Donnerstag, 5. Januar 2006
Ich stelle das einfach mal kommentarlos hier hin: http://www.angelina-merkel.de.
Sonntag, 11. Dezember 2005
Natürlich sehe ich blendend aus wie immer, formal bin ich allerdings am 8. Dezember wieder ein Jahr gealtert. Ich habe viele nette Anrufe bekommen und wirklich niemand hat es sich nehmen lassen die dämlichste Geburtstagsfrage die es gibt zu stellen: "Und wie fühlt man sich?".
Ich fühle mich blendend. Der Kater, den mir meine kleine Party am Freitag beschert hat ist ausgestanden und die Wohnung ist wieder in den Originalzustand versetzt worden. Bilder von der Party sowie einen kleinen Ausblick der anschließenden Verwüstung gibt hier.
Donnerstag, 24. November 2005
Wenn das hier tatsächlich echt ist, kann ich gut verstehen, dass der ein oder andere Spieler nen Küttel in der Hose hat, wenns demnächst gegen Brasilien zu spielen gilt...

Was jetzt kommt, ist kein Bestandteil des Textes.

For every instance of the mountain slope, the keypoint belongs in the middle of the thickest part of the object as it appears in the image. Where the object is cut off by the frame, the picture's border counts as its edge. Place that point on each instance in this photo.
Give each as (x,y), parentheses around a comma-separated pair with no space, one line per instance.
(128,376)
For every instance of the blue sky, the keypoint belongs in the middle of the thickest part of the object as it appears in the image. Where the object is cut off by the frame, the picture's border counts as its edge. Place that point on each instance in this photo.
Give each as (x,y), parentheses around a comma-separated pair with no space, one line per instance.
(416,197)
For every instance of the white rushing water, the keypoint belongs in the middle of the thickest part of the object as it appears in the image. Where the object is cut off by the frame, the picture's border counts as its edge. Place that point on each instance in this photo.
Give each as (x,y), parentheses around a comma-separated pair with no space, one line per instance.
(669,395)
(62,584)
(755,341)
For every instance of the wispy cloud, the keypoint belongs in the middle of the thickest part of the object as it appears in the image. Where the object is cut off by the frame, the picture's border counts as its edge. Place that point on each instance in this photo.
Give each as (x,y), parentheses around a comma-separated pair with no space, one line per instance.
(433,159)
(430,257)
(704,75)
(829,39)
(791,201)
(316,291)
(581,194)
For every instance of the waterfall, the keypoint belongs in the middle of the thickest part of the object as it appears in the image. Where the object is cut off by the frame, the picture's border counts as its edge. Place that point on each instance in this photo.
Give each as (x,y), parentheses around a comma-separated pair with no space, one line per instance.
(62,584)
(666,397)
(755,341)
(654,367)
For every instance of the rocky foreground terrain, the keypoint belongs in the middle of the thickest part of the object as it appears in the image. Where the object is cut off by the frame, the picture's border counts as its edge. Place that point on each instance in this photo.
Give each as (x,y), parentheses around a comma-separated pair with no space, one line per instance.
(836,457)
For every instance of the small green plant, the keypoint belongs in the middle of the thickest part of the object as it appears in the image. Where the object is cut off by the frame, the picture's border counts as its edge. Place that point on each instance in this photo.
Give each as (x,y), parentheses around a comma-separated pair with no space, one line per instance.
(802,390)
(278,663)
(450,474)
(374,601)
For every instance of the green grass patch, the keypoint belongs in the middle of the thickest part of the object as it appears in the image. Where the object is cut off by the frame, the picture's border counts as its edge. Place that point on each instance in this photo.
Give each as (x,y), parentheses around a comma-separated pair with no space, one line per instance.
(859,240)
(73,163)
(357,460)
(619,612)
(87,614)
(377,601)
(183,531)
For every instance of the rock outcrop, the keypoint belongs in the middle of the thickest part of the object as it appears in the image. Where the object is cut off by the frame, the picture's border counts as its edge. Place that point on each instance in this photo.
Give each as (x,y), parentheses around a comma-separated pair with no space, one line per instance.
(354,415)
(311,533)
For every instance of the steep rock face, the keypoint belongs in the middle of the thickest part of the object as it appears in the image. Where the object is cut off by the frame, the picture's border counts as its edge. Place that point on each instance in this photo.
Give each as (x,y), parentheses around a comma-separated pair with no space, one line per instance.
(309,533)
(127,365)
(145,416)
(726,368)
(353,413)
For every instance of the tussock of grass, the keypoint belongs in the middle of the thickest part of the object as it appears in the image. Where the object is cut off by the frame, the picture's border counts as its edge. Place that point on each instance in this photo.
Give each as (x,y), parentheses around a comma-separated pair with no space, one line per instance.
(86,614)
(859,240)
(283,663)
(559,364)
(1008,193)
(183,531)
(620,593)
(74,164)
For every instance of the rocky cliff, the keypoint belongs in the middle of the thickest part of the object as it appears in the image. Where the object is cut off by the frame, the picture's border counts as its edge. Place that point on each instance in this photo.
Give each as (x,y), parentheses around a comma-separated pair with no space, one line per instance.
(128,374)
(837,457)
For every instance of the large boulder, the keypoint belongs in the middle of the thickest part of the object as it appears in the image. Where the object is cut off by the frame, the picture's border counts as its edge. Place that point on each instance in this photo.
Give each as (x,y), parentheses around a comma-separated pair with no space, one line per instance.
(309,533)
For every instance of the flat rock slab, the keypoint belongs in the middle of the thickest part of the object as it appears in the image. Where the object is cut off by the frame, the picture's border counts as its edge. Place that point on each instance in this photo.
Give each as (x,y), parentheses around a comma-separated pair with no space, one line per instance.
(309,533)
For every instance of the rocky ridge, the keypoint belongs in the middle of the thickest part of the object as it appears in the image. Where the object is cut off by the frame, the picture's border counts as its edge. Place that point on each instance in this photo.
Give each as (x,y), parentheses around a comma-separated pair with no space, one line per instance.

Dienstag, 15. November 2005
...bietet emusic.com. Ohne DRM und Kopierschutz gibt es hier echte MP3s, in guter Qualität (192 kbps). Über 9000 Künstler sind mit über 600.000 Songs vertreten, natürlich eher von kleineren Labels. Die ersten 50 Tracks sind kostenlos, danach gehts weiter mit einem Abonnementmodell: Das kleinste Abo kostet 9,99 $ im Monat und erlaubt den Download von 40 Songs. Das ist generell und natürlich auch in Verbindung mit dem günstigen Dollarkurs ziemlich preiswert, wenn man sich CD Preise in Deutschland ansieht. Gezahlt wird übrigens ausschließlich mit Kreditkarte. Die Webseite ist übersichtlich und bietet viele Funktionen, um schnell spezielle Musik zu finden, oder aber nach Neuem zu stöbern. Alle Tracks können angespielt werden, obwohl ich von der Qualität der Teaser nicht so überzeugt war.
Reingucken lohnt sich auf jeden Fall, die 50 kostenlosen Tracks kann man sich ja auf jeden Fall mal mitnehmen. Kündigen kann man das Abo übrigens jederzeit, es gibt keine Mindestlaufzeit. Besten Dank an Matt für den Tip.
Sonntag, 6. November 2005
...naja, leider nicht ganz. Es geht nach Maidenhead, das zwar in der Nähe von London ist, aber wahrscheinlich wesentlich weniger aufregend. Hinzu kommt, dass ne Menge Arbeit angesagt ist, da ich natürlich nicht zum Spaß, sondern für P3-Solutions da bin. Zu allem Überfluss geht der Flieger morgen, Montag um 7:10 Uhr, ich will gar nicht wissen, wann ich aufstehen muss...
Naja, falls wir was Interessantes zu Gesicht bekommen, werde ich darüber berichten, aber ich befürchte mal, dass davon nicht auszugehen ist. Immerhin rollt der Rubel und danach kann ich mich wieder ganz meiner Diplomarbeit widmen. Da geht es im Übrigen einigermaßen voran, das Programm, das ich schreibe funktioniert im Großen und Ganzen und 30 Seiten habe ich auch schon geschrieben.